Sementara Disdik, pihaknya menegaskan, ada beberapa keanehan dalam penerbitan buku yang bersumber dana Bantuan Operasional Sekolah (BOS). Menurut mahasiswa, persoalan Disdik harus tetap dikawal, utamanya di pendidikan di wilayah Kepulauan.
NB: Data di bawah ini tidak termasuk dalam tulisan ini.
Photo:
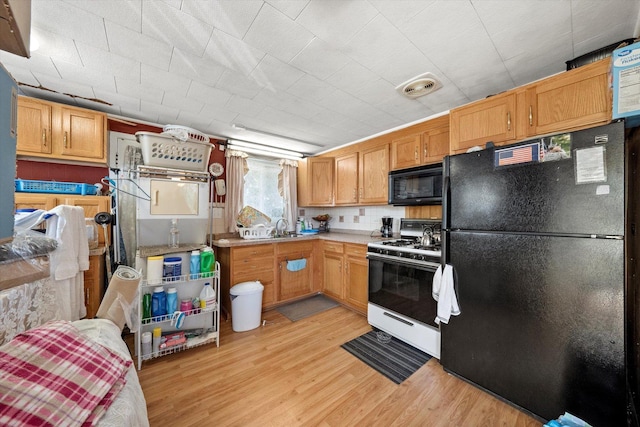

"Dalam statemen yang dikeluarkan oleh Pak Iksan, ketika menyampaikan soal buku yang dikeluarkan Disdik. Ternyata pembelian buku itu ternyata itu bekerjasama dengan penerbit. Padahal, itu sudah jelas di atur bahwa semua lembaga pendidikan Dana BOS itu harus bersifat umum mau dibelanjakan kepada siapapun. Artinya disitu kita menilai Disdik telah bekerjasama, jangan-jangan terjadi sesuatu," urainya.

"Karena sifatnya Disdik itu cukup sentral, menyentuh kehidupan masyarakat, maka desakan kita agar OPD Dinkes dan Disdik ini bisa disikapi secara serius secara sistem yang dilakukan," tambahnya.